Saturday, 9 January 2010

Git Daemon - "who's been sitting on my port?"

Stuck in Germany this weekend by the snow back home, I went into work today (Saturday) to make up some lost time (already!) and get an extra day's billing (yay contracting!!)

I've been doing some work on our SUSE9 servers with the Git DVCS, and I've had no trouble setting up the daemon process which is needed to allow external users access to your shared repositories - just run git daemon --detach and you're pretty much done.

Today I wanted to do the same thing on a SUSE10 server.  I'd had to build Git from source for SUSE9, but the opensuse website provided a pre-built RPM for version 10, which saved some messing around.  Unfortunately it caused some more as well...

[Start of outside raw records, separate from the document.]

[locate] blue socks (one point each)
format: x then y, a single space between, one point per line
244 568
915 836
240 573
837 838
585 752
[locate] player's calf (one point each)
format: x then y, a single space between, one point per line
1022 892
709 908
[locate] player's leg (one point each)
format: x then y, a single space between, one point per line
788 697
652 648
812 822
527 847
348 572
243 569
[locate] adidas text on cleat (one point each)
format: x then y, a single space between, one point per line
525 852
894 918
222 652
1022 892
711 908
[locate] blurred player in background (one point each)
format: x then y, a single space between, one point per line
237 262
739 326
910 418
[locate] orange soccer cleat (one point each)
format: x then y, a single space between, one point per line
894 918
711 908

The problem I had was that git daemon would run okay on the server, but git clone on the client kept telling me that the remote had closed the connection.  Even plumbing commands like git ls-remote failed.  Very strange.

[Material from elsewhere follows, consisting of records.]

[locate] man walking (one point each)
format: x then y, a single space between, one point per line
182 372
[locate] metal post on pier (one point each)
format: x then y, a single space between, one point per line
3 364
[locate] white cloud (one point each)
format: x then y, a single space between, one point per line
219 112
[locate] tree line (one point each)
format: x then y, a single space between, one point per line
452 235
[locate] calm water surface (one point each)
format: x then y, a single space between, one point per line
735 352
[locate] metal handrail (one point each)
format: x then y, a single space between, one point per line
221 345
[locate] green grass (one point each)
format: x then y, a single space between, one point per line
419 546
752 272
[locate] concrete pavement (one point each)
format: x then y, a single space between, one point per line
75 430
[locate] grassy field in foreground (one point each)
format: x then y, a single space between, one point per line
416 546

Rolling up my sleeves, telnet server 9418 showed me that something was listening to the default Git port, but what?

I thought I would get the answer using the netstat program.  I usually run this with the -r (--route) flag to look at the routing table when I'm trying to work out why computers won't talk to each other, but today I used -l (--listening), -t (--tcp) and -p (--program) on the server to see who was listening to which ports.  It was partially successful, because one line identified the local address as *:git, but it listed the program name as "-".  Great - I already knew something was listening to the Git port!  Though it was interesting that the name "git" was listed rather than the port number "9418" as this showed that something had updated /etc/services to list the port name (in hindsight I suspect the RPM installer did it).

Google came to my aid, locating this post about auditing open ports.  The author talked about the netstat command which I already knew about, but also mentioned lsof, which was new to me.  Although the name stands for "list open files" it also list ports that are being listened to.  Piping the output through grep soon showed me that xinetd was listening to the Git port.  QED.  But why?  I hadn't set it up (or so I thought).

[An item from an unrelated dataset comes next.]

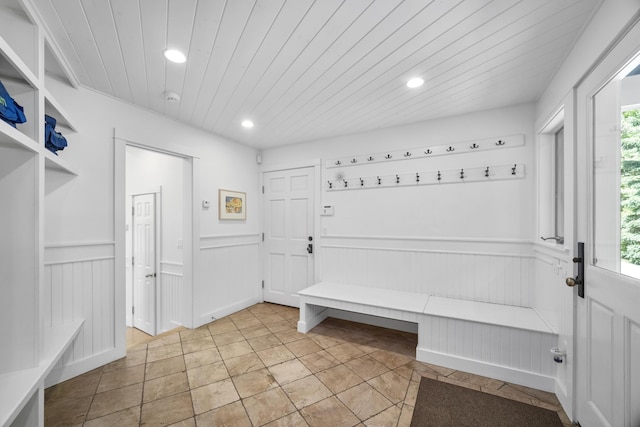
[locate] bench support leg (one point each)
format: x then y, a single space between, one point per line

On SUSE10, xinetd is initialised from /etc/xinetd.conf which in turn reads all the configuration files in the /etc/xinetd.d directory.  And what should be there but a file called git, telling xinetd to listen to port 9418 and launch the git daemon process to handle requests.  This file was dropped in place by the git-daemon RPM I'd downloaded earlier.  Gotcha!

Not surprisingly the configutation didn't match my needs as it used the --base-path flag to limit the daemon to serving repositories under the /srv/git directory, which didn't exist on my system.  A quick edit with vi to correct the path, followed by service xinetd restart to load the new config, and everything was working.  Job done.

One good thing to come out of this is that I've seen how easy it is to set up git-daemon to run from xinetd, so I'll be able to do this on the SUSE9 machines too rather than messing around with a cron job to start and monitor the process.  This will save me more time than I lost investigating the problem.